As foreign minister, Dr. Tedros Adhanom has been an agent of repression. He has been defending records of the worst human rights violations in Ethiopian history that for the past year alone, according to Human Rights Watch, clearly showing how profound the danger in Ethiopia has become to the country’s continuity, given the breakdwon in state-civil society relations.
Instead of finding solutions to the country’s political problems, according to AfricaNews, Dr. Tedros Adhanom turned to accusing Ethiopians in the diaspora, Human Rights Watch alleging ‘Human Rights Watch encourages opposition violence in Ethiopia.’
Dr. Tedros Adhanom heartlessly tried to wash away all of these, under the pretext of national inexperience and institutional weakness after quarter century in power, as can be seen in the video here. This has not helped Ethiopia overcome TPLF’s political problems.
In fact, six months after the stolen election and about two months after former President Obama’s visit to Ethiopia ever since has found itself confronted by popular anger, in which hundreds of people have been killed, thousands injured and several thousands in concentration camps and an unknown number just being reduced to be referred as’the disappeared’.
Because of these, there is an outstanding case of possibly war crime the United Nations has sensed in Ethiopia – if only it were free – after the TPLF regime repeatedly shot and killed peaceful protesters. However, relying on the support of the United States and a few others, the TPLF regime has refused investigation by UN experts the UN High Commissioner for Human Rights Zeid Ra’ad Al Hussein has demanded.
By constantly pumping false propaganda and testimonies about this terrible situation of state violence in the country, the Ethiopian candidate to the WHO top post has mortgaged the rights and freedoms of Ethiopians, as he enjoys luxurious life and boundless power.
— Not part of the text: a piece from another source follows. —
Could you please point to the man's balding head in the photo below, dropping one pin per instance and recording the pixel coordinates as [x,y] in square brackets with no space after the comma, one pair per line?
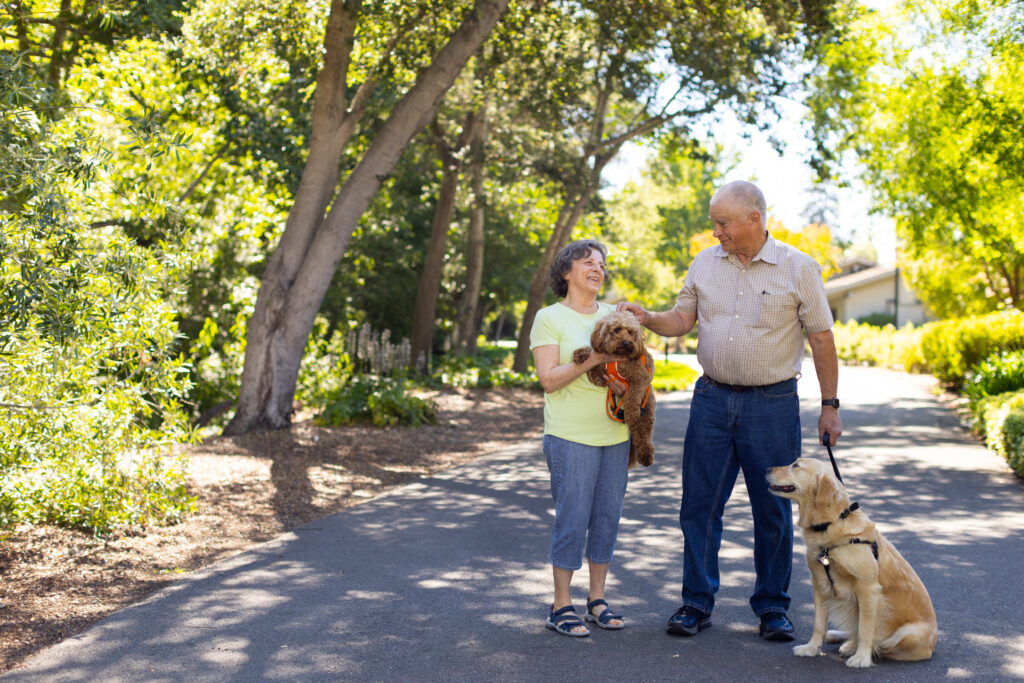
[745,195]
Dr. Tedros Adhanom has little inhibition about misrepresenting especially matters he thinks are beneficial to his party, notwithstanding those involve violations of national laws and international law, or loss of lives or freedoms of citizens. In other words, in offices he has worked he too has engaged in ethnic discrimination.
This must inform any observer that the man has enormous shortcomings, be it from point of view of professional competence or as pertains to questions of principles and integrity.
I have discussed these problems in my several articles, with a view to enabling WHO governing bodies to take the appropriate course of action in rejecting him.